About Failure
For the past months, years, decades perhaps, I made to believe myself I am a great failure, that I am worthless. The inspirational messages I heard and read about "valuing oneself" and "believing in your worth" just did not sink in my mind. It felt like I was bound to fail. So I hesitated doing things that might highlight failure.
This self-defeating concept gradually molded my perception about myself that eventually defined my journey. I was too scared to move away from my comfort zone, too terrified to try on many things which hampered my personal growth in the long run.
This negative definition about myself intensified when I suffered one dreadful rejection episode in my life. It sank my self-confidence and deepened my belief that I am not good on anything. It became a wound that badly damaged my self-esteem.
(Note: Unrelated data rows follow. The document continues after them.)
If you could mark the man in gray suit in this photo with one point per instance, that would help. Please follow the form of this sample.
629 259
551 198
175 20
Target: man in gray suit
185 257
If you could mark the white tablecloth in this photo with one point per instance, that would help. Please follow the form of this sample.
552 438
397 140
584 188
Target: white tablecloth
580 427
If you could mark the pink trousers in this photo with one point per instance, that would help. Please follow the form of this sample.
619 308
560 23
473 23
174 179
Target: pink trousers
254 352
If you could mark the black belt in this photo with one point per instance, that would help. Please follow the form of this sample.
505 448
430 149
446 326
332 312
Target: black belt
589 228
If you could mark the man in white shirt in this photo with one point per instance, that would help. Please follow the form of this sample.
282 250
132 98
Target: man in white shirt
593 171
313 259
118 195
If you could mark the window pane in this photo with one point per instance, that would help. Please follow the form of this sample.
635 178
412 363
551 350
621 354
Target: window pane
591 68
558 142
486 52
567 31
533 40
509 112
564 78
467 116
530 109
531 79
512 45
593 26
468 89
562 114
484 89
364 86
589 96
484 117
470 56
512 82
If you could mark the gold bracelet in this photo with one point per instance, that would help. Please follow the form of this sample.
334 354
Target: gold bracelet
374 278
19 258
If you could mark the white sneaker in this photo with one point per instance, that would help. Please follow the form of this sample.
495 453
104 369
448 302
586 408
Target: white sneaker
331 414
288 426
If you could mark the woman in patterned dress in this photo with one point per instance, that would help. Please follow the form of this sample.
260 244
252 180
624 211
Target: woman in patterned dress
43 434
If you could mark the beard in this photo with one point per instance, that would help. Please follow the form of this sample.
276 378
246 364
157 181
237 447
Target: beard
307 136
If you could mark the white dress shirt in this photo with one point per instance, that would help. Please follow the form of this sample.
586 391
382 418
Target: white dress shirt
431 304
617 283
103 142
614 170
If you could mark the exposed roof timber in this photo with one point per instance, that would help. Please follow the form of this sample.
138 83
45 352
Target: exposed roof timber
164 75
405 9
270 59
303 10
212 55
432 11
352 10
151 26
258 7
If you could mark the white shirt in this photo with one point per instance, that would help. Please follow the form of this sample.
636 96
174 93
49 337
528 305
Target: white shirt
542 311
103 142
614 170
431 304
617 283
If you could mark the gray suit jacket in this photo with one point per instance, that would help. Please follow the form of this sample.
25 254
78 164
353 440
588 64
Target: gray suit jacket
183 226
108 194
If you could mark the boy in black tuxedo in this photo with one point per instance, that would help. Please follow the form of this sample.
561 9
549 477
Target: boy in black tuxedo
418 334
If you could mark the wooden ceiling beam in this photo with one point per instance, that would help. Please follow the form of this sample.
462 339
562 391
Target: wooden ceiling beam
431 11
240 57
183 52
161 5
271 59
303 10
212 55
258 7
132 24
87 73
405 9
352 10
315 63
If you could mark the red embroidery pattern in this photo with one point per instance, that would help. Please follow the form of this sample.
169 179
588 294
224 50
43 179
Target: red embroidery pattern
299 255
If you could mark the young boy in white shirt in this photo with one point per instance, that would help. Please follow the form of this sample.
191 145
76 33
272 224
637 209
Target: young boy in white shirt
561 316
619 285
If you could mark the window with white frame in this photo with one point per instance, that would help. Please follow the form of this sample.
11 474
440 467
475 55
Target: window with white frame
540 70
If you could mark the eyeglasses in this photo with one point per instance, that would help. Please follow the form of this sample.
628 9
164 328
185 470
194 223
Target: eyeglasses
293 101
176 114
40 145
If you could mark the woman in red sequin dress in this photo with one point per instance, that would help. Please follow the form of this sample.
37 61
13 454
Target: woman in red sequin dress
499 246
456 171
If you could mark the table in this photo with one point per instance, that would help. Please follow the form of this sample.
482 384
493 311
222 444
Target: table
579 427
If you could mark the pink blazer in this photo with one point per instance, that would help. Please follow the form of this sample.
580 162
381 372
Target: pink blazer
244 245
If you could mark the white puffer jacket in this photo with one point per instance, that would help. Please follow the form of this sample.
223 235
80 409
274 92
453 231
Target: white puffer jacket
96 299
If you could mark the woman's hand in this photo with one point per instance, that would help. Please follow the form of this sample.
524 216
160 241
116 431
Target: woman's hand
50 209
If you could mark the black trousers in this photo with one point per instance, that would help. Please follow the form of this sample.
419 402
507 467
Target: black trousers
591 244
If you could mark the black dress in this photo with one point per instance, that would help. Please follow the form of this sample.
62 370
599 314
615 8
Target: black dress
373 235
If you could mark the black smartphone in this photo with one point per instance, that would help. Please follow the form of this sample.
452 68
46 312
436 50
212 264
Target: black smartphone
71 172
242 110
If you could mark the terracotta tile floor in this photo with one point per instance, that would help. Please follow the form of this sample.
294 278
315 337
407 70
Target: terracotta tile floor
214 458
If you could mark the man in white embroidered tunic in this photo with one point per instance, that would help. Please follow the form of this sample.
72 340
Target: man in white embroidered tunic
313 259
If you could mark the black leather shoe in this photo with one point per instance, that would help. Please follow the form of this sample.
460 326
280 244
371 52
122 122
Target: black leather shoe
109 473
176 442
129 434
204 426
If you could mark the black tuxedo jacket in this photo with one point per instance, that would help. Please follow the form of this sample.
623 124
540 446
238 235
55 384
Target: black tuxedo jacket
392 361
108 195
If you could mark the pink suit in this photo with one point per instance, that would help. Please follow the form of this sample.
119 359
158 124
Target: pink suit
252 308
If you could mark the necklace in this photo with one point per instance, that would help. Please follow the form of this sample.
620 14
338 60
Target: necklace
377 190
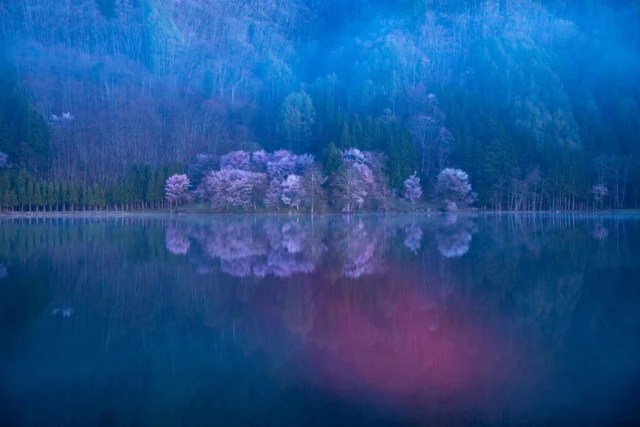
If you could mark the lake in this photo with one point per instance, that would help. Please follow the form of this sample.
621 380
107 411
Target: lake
332 321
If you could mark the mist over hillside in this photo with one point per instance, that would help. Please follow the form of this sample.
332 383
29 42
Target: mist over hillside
533 99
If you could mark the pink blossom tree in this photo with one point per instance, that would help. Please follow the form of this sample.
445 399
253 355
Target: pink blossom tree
312 182
176 188
236 160
412 188
274 193
231 188
453 186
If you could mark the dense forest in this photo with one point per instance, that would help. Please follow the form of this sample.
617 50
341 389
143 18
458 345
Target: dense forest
537 101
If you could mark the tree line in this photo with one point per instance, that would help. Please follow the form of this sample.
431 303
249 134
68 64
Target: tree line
537 103
142 188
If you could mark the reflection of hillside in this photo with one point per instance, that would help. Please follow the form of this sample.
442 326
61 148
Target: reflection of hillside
454 236
484 329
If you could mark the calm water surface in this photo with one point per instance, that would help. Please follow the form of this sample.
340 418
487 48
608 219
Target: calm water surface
354 321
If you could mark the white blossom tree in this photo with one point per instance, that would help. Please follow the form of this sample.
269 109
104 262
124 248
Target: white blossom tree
236 160
352 185
312 182
231 188
453 186
412 188
176 189
274 193
293 192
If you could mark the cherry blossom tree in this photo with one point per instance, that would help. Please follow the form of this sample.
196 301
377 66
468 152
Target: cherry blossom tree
293 192
352 185
236 160
231 188
453 186
412 188
176 188
313 181
204 164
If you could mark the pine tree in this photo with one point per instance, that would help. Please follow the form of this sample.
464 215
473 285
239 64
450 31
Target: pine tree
31 194
52 196
21 189
74 196
37 195
64 195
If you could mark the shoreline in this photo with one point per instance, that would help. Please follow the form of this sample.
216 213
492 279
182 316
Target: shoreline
170 213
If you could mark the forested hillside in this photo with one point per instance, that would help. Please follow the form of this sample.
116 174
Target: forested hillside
536 100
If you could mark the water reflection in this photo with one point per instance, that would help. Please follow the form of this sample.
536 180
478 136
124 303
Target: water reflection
363 320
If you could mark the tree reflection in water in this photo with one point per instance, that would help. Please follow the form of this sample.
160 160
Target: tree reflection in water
426 315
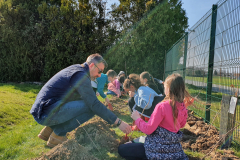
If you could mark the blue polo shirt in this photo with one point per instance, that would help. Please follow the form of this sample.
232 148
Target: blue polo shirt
69 84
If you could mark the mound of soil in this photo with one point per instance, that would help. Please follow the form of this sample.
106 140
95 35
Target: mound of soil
198 136
202 137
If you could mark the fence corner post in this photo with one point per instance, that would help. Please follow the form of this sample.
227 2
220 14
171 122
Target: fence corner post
185 55
210 62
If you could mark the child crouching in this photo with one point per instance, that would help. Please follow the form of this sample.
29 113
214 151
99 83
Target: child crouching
163 128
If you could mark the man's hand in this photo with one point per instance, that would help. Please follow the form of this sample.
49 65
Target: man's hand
135 115
125 127
106 100
131 94
97 94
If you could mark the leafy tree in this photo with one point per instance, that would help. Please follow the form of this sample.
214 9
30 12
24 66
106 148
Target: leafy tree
143 47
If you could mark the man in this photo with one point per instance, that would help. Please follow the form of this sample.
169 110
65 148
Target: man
68 97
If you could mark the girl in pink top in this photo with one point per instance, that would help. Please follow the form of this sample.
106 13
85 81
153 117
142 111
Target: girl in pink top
162 129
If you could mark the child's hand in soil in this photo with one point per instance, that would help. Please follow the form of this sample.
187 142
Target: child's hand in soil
135 115
125 127
131 94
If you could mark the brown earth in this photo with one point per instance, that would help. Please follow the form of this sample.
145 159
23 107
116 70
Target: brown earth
198 136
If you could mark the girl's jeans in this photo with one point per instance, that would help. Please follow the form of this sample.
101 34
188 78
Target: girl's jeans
111 93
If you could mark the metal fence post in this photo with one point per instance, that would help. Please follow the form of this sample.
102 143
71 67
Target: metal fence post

But time heals all wounds, so they say. And for all those times that I was agonizing in pain over a failed "dream" I'd come to realize that the concept I created for myself is the one that pushes me to the ditch and no one shoves me to fell there.
I've learned lessons anyway and became increasingly aware that the definition of my self-worth depends on how I view life in general and not based on the concept created by other people. Eventually I become more mature emotionally and become very realistic with life.
Now, I want to focus more on cultivating my potentials and in what matters for the future. I don't want to dwell so much on pain and misery and all that "failure" comprises. I don't want to think obsessively about attracting praises and acceptance. I just want to live my life as it is.